I’d found myself stumped by this ideal that is “Success”. When I was a young girl, I always wanted to be “Successful”, but I never really knew what that meant. Did that mean winning a Tony Award? Did that mean getting all A’s in school? Did that mean meeting the person of my dreams, falling in love and having a family? What is “success”? Is it real? Is it a social construct? Is it that as long as we are satisfied with our work and our lives, we are success? Can just living, being and trying be classified as success?
I am incredibly blessed to be the big cousin of two beautiful brown thirteen year old twin girls. They keep me constantly questioning, searching, loving and learning. I never knew that my heart could be so full until they were born. Premature and weighing in at one pound each, doctors and family alike believed that they wouldn’t make it. But they beat the odds. Here they are today, strong and smart, funny and talented. They push me to be a better person. I want them to know that as young black women in this world, they are capable of so many things. The sky is the limit. Failure is your good fortune.

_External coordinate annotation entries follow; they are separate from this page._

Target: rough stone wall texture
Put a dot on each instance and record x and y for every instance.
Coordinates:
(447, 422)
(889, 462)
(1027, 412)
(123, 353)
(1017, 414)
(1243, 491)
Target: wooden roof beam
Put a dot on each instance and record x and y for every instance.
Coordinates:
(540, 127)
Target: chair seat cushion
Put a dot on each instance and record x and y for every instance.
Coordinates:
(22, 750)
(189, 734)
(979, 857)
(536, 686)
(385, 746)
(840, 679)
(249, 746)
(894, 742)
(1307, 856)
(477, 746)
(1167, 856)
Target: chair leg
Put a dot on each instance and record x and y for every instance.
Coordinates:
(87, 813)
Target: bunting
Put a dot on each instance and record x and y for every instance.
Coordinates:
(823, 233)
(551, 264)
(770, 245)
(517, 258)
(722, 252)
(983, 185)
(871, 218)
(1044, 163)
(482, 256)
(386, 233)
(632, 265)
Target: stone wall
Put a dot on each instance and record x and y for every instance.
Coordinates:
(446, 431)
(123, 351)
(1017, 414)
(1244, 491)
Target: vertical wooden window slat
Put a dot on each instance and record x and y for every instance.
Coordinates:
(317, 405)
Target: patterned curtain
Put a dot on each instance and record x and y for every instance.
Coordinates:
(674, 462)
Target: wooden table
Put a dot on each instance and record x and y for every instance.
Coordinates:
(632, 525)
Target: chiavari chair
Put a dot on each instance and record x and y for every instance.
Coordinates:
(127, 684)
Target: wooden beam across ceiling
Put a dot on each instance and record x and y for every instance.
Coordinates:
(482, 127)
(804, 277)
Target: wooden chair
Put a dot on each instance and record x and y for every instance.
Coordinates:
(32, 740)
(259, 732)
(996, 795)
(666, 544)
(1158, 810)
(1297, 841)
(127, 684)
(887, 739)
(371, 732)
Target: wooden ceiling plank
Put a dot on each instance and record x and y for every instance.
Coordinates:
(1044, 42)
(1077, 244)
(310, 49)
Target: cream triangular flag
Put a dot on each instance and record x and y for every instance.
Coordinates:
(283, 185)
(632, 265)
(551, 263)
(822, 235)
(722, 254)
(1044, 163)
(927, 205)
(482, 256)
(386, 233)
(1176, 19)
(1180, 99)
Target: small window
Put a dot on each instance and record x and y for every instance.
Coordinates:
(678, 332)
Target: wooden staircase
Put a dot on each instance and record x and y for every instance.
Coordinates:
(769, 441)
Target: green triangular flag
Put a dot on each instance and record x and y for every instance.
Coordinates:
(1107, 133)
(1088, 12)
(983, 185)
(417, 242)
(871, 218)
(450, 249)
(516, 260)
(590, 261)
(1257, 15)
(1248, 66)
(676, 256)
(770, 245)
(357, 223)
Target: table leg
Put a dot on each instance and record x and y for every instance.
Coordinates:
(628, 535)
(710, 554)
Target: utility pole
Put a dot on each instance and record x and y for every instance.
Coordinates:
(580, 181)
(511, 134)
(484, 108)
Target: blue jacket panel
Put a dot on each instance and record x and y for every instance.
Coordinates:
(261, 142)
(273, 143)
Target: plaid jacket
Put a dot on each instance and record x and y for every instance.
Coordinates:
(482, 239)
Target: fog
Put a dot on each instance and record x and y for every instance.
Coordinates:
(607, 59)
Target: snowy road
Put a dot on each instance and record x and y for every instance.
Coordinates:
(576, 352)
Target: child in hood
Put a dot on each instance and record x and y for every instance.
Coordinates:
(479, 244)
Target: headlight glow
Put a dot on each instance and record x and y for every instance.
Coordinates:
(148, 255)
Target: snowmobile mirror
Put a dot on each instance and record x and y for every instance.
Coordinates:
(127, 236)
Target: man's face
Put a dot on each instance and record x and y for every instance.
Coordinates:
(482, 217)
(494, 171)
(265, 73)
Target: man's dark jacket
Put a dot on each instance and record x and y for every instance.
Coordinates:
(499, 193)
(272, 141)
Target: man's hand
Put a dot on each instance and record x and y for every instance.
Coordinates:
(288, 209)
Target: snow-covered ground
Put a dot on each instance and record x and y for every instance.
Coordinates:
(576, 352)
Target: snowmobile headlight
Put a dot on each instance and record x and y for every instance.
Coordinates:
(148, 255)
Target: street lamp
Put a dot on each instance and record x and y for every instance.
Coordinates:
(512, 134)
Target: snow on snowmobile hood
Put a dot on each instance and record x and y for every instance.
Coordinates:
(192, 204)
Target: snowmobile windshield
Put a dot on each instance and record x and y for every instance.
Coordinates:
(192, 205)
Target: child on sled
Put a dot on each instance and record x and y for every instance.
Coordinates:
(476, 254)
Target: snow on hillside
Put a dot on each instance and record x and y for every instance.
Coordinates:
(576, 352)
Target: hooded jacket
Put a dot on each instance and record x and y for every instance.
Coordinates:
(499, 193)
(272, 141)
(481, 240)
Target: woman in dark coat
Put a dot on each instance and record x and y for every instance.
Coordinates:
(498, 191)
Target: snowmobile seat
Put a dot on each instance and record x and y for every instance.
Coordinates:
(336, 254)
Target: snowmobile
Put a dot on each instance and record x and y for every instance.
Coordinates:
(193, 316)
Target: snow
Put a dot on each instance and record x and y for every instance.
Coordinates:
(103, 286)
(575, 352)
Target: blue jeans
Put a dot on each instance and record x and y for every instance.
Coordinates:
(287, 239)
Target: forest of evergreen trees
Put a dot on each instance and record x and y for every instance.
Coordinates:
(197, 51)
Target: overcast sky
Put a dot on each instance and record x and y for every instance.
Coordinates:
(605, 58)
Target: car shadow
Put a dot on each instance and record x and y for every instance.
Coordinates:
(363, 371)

This morning, I boarded a plane at 5am, bound for the land of eternal sunshine, movie stars and amazing beaches. Los Angeles. I felt as though I had been planning for this day my entire life. Or maybe just this year. I had packed all that needed to be packed, made a reservation for a car rental, made arrangements to stay with my god-brother and his wonderful husband in West Hollywood until I find an apartment, and gone to the gym so I could feel good about my body. I don’t think I ever could have prepared myself for the reality of what it is to step out and leave everything I know, for complete mystery and a need to explore. This day has by far been the longest day of my entire life. I slept on the plane, slept when I got to WeHo (West Hollywood), and still woke up feeling exhausted. I made myself get up and walk around and I found out that the drama bookshop 15 minutes away from the apartment is hiring part time, which drove me to do a happy dance down Sunset Blvd.
Beyond that, I’ve been Craigslisting for cars, because when in LA, one must get a vehicle. Everything here moves at a much slower pace, even though it is a city. It’s hot, but the heat doesn’t make your face want to melt off, much like the heat on the East Coast. I think, I’ve found home for now. But I still have a list of things that need to get done.